The Gramophone Collection: Paganini’s Violin Concerto No 1 “Best Historical”

Yehudi Menuhin was only 18 years old when he and Monteux made the first complete recording of the concerto in May 1934, just two years after his celebrated recording of the Elgar Violin Concerto. Eighty years later, it leaves most other versions trailing in its wake—‘a fusion of the carefree and scholarly’, as the Naxos booklet-notes suggest. © 2014 Gramophone

Gramophone, March 2007

Naxos's Historicals offer a fascinating mix of benchmark classics and unexpected rarities. Two new issues are typical. The first gathers together some early recordings by Yehudi Menuhin, most spectacularly Paganini's First Violin Concerto under Pierre Monteux, oft reissued from well recorded 1934 78s but never sounding better than it does here. The playing is both rapturously beautiful and dazzlingly acrobatic, Menuhin on peak technical form playing the entire score with Sauret's first-movement cadenza.
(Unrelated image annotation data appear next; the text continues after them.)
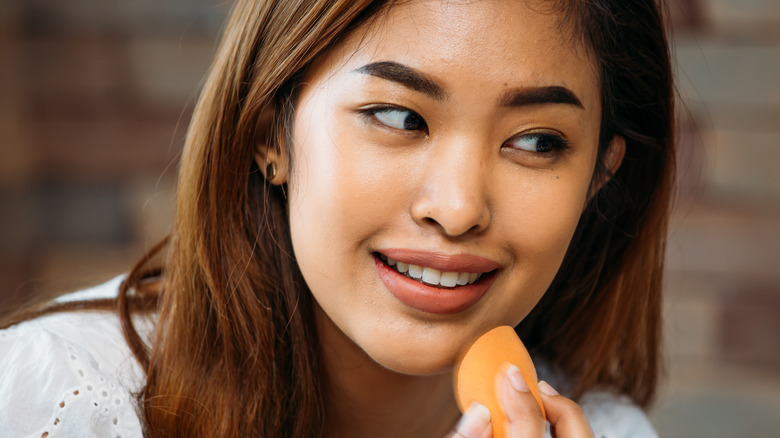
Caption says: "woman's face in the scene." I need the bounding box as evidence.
[289,0,601,375]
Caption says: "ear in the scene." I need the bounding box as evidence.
[588,135,626,201]
[255,109,290,185]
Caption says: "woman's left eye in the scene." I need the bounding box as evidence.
[369,107,426,131]
[504,133,569,154]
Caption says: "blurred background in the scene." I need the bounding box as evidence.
[0,0,780,438]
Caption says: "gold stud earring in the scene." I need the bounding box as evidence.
[265,161,276,182]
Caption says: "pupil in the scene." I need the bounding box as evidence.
[536,136,553,152]
[404,114,420,130]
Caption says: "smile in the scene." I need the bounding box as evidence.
[373,248,501,315]
[378,254,482,287]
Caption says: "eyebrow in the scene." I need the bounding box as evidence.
[355,61,448,100]
[500,86,585,109]
[355,61,585,109]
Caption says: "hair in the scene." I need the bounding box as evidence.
[0,0,674,437]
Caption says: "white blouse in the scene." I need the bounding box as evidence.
[0,277,657,438]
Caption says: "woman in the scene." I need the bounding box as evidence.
[0,0,674,437]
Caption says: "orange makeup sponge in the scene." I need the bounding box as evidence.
[454,325,546,438]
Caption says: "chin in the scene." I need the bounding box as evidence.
[363,334,460,377]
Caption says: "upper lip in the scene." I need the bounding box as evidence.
[378,248,501,273]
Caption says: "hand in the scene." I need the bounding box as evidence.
[448,367,593,438]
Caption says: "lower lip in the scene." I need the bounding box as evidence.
[374,257,496,315]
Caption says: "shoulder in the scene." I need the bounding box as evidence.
[0,278,148,437]
[537,361,658,438]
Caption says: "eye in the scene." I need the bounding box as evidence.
[369,107,426,131]
[504,133,569,154]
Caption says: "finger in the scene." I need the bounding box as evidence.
[539,381,593,438]
[501,365,547,438]
[447,403,491,438]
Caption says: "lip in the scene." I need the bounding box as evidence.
[379,248,501,273]
[374,250,500,315]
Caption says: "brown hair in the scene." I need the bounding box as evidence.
[3,0,674,437]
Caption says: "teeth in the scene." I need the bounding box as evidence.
[423,268,441,286]
[439,272,466,287]
[379,254,482,287]
[409,265,423,280]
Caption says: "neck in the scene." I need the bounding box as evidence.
[318,309,460,438]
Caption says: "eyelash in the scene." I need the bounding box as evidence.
[360,105,428,135]
[360,105,571,155]
[502,132,571,155]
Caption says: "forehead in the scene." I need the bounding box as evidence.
[308,0,600,106]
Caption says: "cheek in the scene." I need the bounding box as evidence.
[495,169,589,308]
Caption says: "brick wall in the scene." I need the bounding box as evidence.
[0,0,228,306]
[653,0,780,438]
[0,0,780,437]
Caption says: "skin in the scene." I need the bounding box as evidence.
[257,0,622,437]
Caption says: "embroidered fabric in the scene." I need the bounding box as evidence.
[0,277,657,438]
[0,278,143,438]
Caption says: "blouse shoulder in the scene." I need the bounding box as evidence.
[0,277,144,438]
[536,360,658,438]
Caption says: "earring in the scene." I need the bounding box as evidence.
[265,161,276,182]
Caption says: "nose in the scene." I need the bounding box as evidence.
[411,142,491,237]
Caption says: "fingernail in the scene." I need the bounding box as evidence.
[455,402,490,437]
[506,365,528,392]
[539,380,560,395]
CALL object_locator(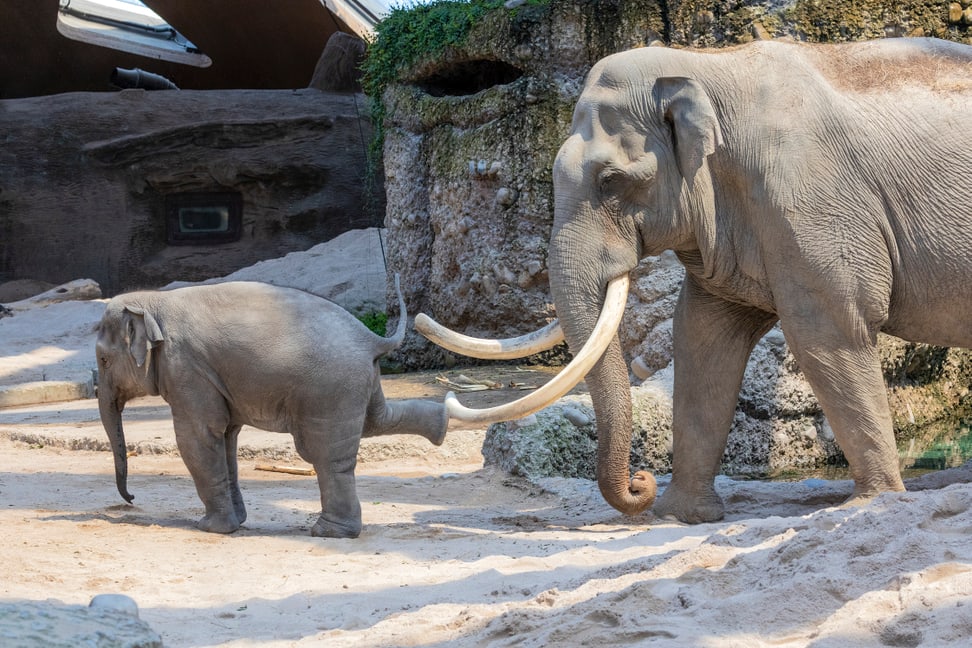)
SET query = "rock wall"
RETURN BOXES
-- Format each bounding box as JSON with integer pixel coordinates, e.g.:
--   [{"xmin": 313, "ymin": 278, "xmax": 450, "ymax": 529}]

Mozart's Third Concerto under Enescu is also youthful and sweet-sounding, though, as Tully Potter suggests in his informed booklet essay, Menuhin would later dig a little deeper behind the notes. Novacek's Perpetuum mobile has a touch of devilry about it but the rarity is Chausson's Poeme - not the well known early version under Enescu but a 1952 recording under Boult, less good to be honest, and Ward Marston must have had his work cut out with some very tricky edits/side-joins (there's a very odd one at around 6'38").

Jeremy Nicholas
Classic FM, February 2007

I do hope that listeners can get past the surface noise and sonic restrictions of these performances from 1934-52 by the young Menuhin because the playing is fabulous. The Mozart concerto is conducted by Menuhin's mentor George Enescu, the Paganini by Pierre Monteux. The latter was the first complete recording of the work (1934) from a 16-year-old Menuhin, and includes the horribly difficult cadenza by Emile Sauret. The Boult/Menuhin Poème is a famous recording, but I wish for the sake of consistency that Naxos had chosen Menuhin's 1933 account with Enescu instead.